When I write, I write in concentrated bursts.  Like most authors I used to have a day job and in those days the people who paid me expected me to show up at the office from time to time.  I wrote at the weekend when I could, but most of all I wrote on holiday.  While the family were on the beach, I was back in the hotel room typing away.  The maids would look at me pityingly when they come to do the room.  When the family met up again in the evening I would be monosyllabic over dinner because I had just realised that if Mrs Maggs knew about the secret passage then Annabelle would not have risked lying to the police, which blew a massive hole in my plot.  “The book’s fine,” I would say in answer to their questions.  “Just fine.”

Now writing is the day job, but old habits die hard.  I still tend to write in bursts between book signings and conferences and doing all the other things that my publishers ask me to do – and checking my Amazon ranking and the cricket score.

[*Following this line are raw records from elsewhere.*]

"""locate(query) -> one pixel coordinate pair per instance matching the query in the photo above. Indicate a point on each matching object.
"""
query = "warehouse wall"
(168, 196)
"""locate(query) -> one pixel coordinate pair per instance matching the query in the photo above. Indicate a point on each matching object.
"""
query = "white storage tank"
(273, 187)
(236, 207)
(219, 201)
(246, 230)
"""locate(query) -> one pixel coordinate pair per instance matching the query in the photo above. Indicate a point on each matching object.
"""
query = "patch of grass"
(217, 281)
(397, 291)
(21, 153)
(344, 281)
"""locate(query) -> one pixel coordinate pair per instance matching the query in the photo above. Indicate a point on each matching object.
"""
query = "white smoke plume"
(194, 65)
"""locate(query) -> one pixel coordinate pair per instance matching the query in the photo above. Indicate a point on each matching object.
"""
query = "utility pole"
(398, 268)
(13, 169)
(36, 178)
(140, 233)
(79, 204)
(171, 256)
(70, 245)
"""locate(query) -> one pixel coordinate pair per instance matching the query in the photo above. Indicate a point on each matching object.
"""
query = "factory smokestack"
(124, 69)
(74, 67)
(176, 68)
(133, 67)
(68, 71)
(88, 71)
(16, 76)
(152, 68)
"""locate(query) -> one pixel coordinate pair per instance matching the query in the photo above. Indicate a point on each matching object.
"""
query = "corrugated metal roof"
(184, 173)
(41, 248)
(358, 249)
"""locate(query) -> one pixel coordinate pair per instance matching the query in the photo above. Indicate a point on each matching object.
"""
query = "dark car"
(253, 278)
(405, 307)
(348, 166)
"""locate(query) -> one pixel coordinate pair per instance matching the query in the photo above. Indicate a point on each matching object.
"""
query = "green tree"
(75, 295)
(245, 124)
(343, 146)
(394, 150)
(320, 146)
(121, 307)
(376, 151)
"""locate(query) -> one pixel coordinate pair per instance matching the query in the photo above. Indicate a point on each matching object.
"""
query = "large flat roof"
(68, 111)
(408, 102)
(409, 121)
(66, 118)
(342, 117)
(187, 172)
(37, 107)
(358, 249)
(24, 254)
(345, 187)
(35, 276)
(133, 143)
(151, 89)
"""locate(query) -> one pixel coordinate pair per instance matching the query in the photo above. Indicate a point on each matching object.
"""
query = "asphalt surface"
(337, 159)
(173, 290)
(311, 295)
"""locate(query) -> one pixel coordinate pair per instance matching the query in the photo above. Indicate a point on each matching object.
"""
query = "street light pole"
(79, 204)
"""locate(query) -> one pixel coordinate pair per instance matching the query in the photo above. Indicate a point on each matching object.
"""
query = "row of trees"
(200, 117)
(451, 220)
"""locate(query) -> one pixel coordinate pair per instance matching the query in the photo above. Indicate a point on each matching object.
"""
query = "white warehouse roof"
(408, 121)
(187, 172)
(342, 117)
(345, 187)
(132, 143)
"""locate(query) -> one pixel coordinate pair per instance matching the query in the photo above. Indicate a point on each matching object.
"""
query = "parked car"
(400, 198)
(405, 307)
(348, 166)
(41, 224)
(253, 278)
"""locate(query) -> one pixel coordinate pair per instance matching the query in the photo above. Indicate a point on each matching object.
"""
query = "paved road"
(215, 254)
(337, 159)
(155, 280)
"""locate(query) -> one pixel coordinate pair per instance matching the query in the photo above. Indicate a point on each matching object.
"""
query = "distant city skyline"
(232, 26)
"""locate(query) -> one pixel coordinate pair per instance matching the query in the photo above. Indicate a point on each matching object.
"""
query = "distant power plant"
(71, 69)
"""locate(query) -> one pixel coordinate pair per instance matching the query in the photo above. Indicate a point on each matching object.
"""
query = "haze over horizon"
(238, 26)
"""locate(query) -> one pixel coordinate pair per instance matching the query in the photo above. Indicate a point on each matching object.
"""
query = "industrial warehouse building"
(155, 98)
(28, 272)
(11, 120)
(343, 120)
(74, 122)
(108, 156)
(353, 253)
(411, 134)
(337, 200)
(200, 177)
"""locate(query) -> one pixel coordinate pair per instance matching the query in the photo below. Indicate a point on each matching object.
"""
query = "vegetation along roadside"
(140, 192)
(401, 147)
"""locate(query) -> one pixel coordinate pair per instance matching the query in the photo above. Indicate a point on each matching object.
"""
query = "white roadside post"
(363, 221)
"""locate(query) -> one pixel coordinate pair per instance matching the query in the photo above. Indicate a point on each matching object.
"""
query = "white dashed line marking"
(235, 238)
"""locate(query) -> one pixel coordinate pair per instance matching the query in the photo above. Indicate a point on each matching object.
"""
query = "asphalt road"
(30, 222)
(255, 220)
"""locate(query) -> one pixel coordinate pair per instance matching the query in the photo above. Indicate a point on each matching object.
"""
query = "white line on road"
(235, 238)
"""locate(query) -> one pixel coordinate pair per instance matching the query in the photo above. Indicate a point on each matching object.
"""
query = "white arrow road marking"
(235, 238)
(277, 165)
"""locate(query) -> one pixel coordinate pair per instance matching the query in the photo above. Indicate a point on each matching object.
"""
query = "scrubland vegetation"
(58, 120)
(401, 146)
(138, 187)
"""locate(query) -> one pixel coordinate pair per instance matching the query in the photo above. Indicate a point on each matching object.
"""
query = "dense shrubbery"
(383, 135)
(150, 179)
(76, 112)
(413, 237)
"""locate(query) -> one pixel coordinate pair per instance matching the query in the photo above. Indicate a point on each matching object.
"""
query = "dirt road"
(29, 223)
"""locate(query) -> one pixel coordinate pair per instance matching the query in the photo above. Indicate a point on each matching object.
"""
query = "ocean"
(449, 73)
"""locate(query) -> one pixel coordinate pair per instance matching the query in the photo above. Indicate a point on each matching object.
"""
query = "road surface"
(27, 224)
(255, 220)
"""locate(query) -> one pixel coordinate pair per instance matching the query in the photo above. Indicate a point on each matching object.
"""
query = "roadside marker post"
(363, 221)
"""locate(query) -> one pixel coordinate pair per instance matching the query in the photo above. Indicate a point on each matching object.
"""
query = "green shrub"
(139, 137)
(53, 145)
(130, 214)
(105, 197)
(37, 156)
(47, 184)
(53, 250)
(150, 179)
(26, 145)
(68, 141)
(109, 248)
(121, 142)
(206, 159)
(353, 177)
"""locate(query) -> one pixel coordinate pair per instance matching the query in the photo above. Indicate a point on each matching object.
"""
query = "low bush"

I write large chunks in my head in advance and dump it onto the computer when I can.  Long car journeys are a good chance to think through plots.  People sometimes ask me why my characters seem to spend so much time on the road.

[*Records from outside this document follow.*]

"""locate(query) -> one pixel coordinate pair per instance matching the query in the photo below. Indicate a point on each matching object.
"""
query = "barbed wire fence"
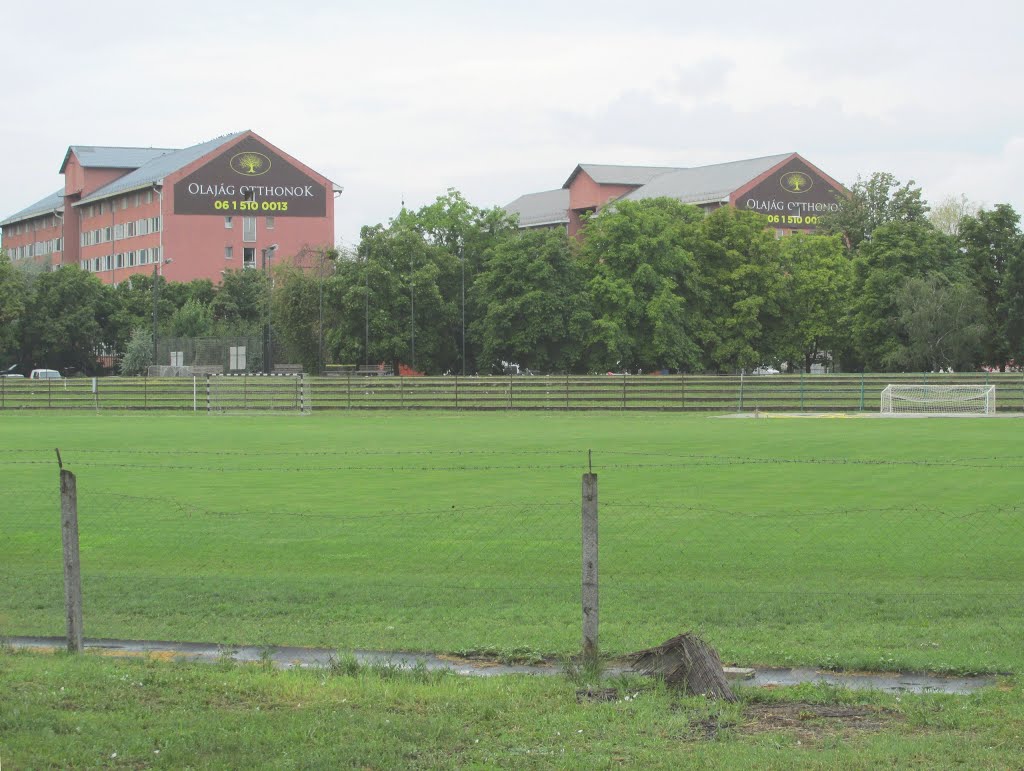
(927, 587)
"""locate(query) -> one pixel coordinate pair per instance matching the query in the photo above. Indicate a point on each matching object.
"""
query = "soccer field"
(847, 543)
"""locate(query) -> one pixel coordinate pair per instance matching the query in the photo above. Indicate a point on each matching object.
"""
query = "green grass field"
(846, 543)
(92, 712)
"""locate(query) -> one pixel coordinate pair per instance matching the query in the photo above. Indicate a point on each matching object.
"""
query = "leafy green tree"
(64, 322)
(645, 285)
(817, 276)
(990, 241)
(875, 202)
(467, 233)
(532, 296)
(195, 318)
(896, 252)
(942, 324)
(394, 286)
(947, 215)
(296, 316)
(742, 284)
(240, 306)
(138, 353)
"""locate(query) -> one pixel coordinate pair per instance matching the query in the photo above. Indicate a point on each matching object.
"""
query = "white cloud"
(406, 98)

When I start writing the first chapter I always know how the book will end, but I rarely make detailed written plans in advance.  I have a notebook in which I record names of characters, the chronology of events, bits of dialogue and so on, but most of it I just remember.  About 20,000 words into the first draft, I usually write the final chapter and then work towards the middle of the book from each end, like two teams of tunnellers, until the two halves meet.  Well, it works for me.

My first drafts are usually very short – little more than novella length.  Each successive draft adds ten to fifteen thousand words.  To begin with, it worried me that the natural length of my stories appeared to be around 45,000 words.  But after a while you develop the confidence that it will come right in the end.

Or, at least, I have that confidence up to a point.  Writers, like actors, can be quite superstitious, quite insecure.  If you don’t know where a gift has come from, you can never be quite sure that it won’t suddenly desert you.  Above all therefore I write in gratitude that I am still writing.

(Written in my head on the A40 between London and Oxford.  Dumped onto computer one Saturday afternoon.)